Radishes are a hardy, easy-to-grow root vegetable that can be planted multiple times in a growing season. They are grown for their root and their edible leaves. Plus, radishes can be harvested as soon as 3 weeks after planting! Here’s our full guide on how to grow radishes in your garden.
About Radishes
Radish seeds can be planted in both the spring and the fall, but growing should be suspended in the height of summer, when temperatures are typically too hot. (Hot temperatures may cause radishes to bolt, making them essentially useless.)
Otherwise, radishes are one of the easiest vegetables to grow.
Selecting and Preparing a Planting Site
- Plant in a sunny spot. If radishes are planted in too much shade—or even where neighboring vegetable plants shade them, they will put all their energy into producing larger leaves.

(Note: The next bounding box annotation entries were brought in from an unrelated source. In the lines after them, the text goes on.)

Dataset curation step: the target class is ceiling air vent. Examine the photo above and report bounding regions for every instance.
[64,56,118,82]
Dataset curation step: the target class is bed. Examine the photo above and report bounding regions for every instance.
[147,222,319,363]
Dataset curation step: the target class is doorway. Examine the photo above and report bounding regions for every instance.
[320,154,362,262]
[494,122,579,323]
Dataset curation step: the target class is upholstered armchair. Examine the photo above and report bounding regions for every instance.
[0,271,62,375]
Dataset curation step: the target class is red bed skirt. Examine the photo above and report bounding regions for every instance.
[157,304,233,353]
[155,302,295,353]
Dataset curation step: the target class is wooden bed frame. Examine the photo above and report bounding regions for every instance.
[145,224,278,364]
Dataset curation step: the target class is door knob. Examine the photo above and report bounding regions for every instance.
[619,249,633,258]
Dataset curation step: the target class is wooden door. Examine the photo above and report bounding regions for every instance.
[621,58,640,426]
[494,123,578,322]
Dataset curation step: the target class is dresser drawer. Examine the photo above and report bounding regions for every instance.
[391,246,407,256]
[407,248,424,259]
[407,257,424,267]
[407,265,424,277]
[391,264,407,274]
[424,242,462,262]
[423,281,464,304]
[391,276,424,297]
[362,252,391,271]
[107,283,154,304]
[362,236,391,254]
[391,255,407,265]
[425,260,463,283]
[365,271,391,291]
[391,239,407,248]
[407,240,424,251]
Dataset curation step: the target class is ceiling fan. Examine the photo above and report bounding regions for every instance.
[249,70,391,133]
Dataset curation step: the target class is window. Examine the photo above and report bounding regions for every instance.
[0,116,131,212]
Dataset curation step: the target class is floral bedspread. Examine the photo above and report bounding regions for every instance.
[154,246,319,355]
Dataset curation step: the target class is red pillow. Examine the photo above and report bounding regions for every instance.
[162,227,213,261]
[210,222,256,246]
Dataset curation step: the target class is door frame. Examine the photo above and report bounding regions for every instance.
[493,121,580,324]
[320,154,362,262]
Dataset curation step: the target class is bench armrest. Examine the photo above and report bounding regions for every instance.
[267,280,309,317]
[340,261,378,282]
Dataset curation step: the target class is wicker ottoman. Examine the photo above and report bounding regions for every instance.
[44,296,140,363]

- Like carrots, radish plants are primarily grown for their roots. Though the soil needs to be rich in organic matter, it should not be compacted. If your soil is more clay-like, mix in some compost to loosen it and improve drainage.
- If your soil isn’t rich in organic matter, incorporate a few inches of aged compost or all-purpose fertilizer (see packaging for amount) into the planting site as soon as the soil is workable.
- Till your garden bed to remove any rocks or dirt clods before planting.
- Practice 3-year crop rotation. In other words, only plant radishes in the same spot every third year. This will help prevent diseases from affecting your crop.
When to Plant Radishes
- For a spring planting, sow seeds 4 to 6 weeks before the average date of your last spring frost. See local frost dates here.
- Fall planting is also possible with radishes. You can plant radishes later than any other root crop in late summer or early fall and still get a harvest. Sow seeds 4 to 6 weeks before the first fall frost.
How to Plant Radishes
- Radish seeds have a fairly long shelf life. Don’t be afraid to plant radish seeds that are up to five years old. All may not germinate, but you’ll have plenty that will.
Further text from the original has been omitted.